A set of abstracts presented recently at the Annual Society of Clinical Oncology Annual meeting (2-6 June, IL, USA) have highlighted the potential of a simple reporting tool in increasing survival rates for metastatic cancer patients.
The four abstracts were deemed to have the greatest potential to impact patient care out of more than 5000 abstracts presented at the meeting.
Previous research has demonstrated that utilizing a simple reporting tool that allows patients to notify their clinicians of symptoms in real-time, results in a better quality of life as well as fewer visits to the hospital.
In this new study, 766 patients who were receiving outpatient chemotherapy for their advanced solid tumors were randomly assigned to self-report 12 common symptoms via tablet computers or usual care through appointments and phone calls. Cancer types included genitourinary (32% of patients), gynecologic (23%), breast (19%), and lung cancer (26%).

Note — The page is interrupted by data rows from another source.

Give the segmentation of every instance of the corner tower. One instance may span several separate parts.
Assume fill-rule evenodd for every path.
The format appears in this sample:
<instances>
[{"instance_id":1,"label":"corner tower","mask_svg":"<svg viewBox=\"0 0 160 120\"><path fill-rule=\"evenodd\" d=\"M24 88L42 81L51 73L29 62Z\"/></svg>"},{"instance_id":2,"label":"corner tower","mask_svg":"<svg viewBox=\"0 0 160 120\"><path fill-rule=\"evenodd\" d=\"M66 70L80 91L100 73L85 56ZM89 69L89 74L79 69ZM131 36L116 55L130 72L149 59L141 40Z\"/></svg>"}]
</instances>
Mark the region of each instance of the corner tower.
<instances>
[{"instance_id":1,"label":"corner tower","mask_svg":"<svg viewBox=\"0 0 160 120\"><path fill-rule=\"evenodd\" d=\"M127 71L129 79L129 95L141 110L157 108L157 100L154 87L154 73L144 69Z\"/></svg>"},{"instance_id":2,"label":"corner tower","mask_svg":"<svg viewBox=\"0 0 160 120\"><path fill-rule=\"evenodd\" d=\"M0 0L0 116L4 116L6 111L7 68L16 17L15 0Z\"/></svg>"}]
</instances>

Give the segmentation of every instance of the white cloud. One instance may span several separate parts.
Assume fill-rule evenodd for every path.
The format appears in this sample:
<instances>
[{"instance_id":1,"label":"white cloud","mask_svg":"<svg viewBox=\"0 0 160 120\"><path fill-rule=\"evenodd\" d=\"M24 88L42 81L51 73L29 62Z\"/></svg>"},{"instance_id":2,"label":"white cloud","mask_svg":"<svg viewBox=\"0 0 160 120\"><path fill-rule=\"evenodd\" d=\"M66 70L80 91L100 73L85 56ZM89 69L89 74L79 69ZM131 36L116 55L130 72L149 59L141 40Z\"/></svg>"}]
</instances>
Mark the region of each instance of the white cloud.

The researchers demonstrated the ease of using the app; all patients in the intervention group were willing and able to use the reporting tool to alert the clinicians of their symptoms. Furthermore, the team demonstrated that patients who utilized the reporting tool benefited from a longer median overall survival (31.2 months vs. 26 months).
“Patients receiving chemotherapy often have severe symptoms, but doctors and nurses are unaware of these symptoms up to half of the time,” explained lead study author Ethan M. Basch, University of North Carolina (NC, USA). “We show that using a web-based symptom reporting system that alerts the care team about problems leads to actions that alleviate suffering and improve patient outcomes.”
The findings are being further evaluated in a national multicenter implementation trial and the study is being trialled in community practices across the US.
Sources: ASCO press release; Basch EM, Deal AM, Dueck AC et al. Overall survival results of a randomized trial assessing patient-reported outcomes for symptom monitoring during routine cancer treatment. J. Clin. Oncol. 35 (suppl; abstr LBA2) (2017).